The answer is simple: Slaughter is a routine, widespread practice among many Moslem families. Many children see how their fathers slaughter sheep when celebrating an important event, and the whole family is present at the sacrificial slaughter during Eid al-Adha, the Festival of Sacrifice, when the slaughter is part of the holiday ritual.

In modern societies, the slaughter of animals for meat consumption takes place in slaughterhouses, far from the eyes of the public and children, who generally get their meat free of blood and hair and ready for cooking or eating. This sterile arrangement spares the public the sight of the slaughter, the blood and the accompanying cries. In the West, many of those who witnessed animal slaughter become vegetarian.

In many Islamic societies, slaughter generally occurs at home, in front of the children, and is part of the routine of life. They are immunized against the sight of slaughter, are not moved by the blood dripping from the animal’s neck and are not frightened by its snorts and struggles. In many cases, the children hold the legs of the lamb in order to immobilize it during slaughter; they sense very well its frantic reactions as the knife so painfully slices through its neck. The presence and participation of the children in the act of slaughter immunizes them emotionally against its influence; when they are older they perform the custom of sacrifice withtheir own hands and knives, and in front of their own children.
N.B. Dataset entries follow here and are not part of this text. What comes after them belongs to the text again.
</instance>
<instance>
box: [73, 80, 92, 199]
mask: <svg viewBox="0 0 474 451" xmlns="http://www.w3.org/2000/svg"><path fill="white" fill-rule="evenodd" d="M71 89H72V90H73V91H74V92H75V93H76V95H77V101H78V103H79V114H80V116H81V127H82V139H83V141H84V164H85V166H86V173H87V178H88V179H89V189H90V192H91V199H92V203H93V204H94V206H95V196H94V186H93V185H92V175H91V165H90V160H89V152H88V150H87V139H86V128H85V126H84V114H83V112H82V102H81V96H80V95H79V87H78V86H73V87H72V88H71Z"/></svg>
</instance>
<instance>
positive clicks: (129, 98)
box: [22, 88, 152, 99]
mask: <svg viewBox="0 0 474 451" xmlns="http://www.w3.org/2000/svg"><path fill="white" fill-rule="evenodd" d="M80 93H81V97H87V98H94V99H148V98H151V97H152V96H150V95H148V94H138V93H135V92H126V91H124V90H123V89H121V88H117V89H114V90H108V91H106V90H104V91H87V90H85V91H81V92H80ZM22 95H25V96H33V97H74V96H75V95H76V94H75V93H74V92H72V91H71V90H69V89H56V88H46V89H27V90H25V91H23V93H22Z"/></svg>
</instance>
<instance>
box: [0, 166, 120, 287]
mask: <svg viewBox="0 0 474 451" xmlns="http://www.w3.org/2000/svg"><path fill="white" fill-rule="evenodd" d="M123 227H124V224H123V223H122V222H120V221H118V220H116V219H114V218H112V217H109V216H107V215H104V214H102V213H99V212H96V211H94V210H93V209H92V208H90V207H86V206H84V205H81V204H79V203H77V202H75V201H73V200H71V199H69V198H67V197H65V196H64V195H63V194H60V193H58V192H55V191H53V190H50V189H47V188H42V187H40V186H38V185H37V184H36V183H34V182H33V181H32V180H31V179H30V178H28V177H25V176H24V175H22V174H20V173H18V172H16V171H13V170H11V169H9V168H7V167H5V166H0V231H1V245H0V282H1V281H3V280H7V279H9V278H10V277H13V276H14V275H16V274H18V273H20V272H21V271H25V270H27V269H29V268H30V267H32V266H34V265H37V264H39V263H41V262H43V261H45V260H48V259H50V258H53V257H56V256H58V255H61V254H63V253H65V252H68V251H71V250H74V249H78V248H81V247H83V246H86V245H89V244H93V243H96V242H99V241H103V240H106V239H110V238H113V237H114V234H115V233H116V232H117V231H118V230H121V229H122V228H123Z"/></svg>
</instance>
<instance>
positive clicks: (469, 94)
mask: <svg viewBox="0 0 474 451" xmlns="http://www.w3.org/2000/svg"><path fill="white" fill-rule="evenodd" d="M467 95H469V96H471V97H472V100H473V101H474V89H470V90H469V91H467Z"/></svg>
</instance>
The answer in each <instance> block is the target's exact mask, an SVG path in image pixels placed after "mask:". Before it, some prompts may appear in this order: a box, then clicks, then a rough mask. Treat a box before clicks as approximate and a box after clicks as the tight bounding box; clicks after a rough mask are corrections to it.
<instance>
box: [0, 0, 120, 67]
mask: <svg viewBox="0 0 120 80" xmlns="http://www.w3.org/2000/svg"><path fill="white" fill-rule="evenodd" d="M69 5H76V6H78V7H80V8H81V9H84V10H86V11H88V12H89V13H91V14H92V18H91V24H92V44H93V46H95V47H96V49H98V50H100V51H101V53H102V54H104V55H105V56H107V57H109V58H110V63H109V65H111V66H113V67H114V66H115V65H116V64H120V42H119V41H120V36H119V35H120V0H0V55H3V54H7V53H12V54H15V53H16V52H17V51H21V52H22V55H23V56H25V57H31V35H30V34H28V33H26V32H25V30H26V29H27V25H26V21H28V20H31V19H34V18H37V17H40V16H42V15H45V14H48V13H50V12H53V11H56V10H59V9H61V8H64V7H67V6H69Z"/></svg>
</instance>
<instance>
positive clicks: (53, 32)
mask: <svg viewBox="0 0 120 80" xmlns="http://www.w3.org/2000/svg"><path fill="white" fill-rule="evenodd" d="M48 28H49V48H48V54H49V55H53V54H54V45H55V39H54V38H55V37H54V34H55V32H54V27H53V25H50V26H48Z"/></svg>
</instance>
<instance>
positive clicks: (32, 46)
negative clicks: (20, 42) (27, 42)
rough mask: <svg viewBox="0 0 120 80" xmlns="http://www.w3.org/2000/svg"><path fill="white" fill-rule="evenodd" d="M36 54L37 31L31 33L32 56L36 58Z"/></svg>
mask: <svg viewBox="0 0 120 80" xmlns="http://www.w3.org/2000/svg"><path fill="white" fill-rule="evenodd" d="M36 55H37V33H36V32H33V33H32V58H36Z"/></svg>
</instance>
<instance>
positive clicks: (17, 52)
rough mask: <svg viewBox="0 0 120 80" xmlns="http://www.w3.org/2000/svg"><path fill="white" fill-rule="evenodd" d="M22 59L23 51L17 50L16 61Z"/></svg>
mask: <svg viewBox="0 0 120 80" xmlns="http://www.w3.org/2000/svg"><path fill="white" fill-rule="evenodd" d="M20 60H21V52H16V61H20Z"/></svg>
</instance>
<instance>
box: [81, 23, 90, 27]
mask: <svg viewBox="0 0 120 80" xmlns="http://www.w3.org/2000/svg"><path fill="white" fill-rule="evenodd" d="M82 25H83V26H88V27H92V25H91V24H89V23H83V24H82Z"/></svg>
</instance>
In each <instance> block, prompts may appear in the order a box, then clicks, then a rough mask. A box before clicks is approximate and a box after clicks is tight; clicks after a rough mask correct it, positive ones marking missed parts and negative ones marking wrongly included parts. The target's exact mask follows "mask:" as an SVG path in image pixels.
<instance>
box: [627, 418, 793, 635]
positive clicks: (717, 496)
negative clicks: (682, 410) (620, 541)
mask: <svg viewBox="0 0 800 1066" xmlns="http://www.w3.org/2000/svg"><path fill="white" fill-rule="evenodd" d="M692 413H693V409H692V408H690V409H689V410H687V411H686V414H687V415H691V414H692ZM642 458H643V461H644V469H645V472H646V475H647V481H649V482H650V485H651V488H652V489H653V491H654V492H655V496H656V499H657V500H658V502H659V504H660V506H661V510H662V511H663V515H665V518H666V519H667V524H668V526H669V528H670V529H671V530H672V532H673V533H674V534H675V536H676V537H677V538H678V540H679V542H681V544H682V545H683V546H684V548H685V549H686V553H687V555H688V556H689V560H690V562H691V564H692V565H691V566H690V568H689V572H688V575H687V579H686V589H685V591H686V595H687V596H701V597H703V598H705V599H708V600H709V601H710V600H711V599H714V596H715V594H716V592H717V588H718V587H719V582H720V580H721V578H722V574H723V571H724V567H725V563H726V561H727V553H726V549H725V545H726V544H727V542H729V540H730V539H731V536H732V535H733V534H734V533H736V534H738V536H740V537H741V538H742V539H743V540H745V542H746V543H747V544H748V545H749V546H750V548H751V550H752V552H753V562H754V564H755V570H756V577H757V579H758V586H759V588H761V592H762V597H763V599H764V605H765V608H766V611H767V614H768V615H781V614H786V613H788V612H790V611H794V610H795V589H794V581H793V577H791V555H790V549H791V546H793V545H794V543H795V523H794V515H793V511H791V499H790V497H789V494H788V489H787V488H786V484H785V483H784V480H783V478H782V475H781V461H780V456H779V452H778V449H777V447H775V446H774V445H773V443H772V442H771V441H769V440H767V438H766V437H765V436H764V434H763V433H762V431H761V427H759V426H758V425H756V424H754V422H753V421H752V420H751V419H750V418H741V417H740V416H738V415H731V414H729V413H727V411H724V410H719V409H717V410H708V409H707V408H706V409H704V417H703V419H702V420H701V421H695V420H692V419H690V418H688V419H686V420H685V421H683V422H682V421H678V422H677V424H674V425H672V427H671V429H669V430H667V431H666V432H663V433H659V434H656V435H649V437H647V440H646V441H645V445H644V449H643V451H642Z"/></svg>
The emotional immunity to the act of slaughter allows a Moslem to utilize it whenever he feels he must employ radical methods to rid himself of someone. The slaughter of sheep during the Festival of Sacrifice is accompanied by the recitation of “In the name of Allah, the Compassionate, the Merciful”, and the butchering of girls who do not behave properly is conducted as a kind of execution ceremony. The slaughterer feels that he is doing something important and worthy, acting in a way to which he is inured sinceearly childhood.
In western societies, slaughter seems barbaric, while members of Moslem societies view it as proper and commendable when carried out within the proper context. Therefore, slaughtering a Jew, a Christian or anyone seen as an enemy is not considered unusual in traditional Islamic societies.This is what professional jargon calls a “cultural difference”.

The article is published in the framework of the Center for the Study of Middle East and Islam (under formation), Bar Ilan University, Israel.

Translated by Nachama Kanner

8 thoughts on “Thank You Louise Mensch (nee Bagshawe)”

  1. i have an issue with dr kedar's analysis

    islam is not the only society that has family farms where animal slaughter for food takes place…this includes the united states

    as a child, the kosher butcher shop in my neighborhood still shechted chickens in the back of the store

    the difference is…those other societies do not institutionalize the dehumanization of the infidel

    if other humans are no better than pigs or monkeys…it is very easy to kill them

    1. I don't thin Dr Kedar would disagree,it's the combination of dehumanisation of the Jew with the desensitisation to slaughter that is the problem. Both together are lethal.

  2. The promise of 72 virgins and 28 "pearly" young "untouched virginal" boys at the other end of things-if things did not go as planned-was not too much of a disincentive,I suppose.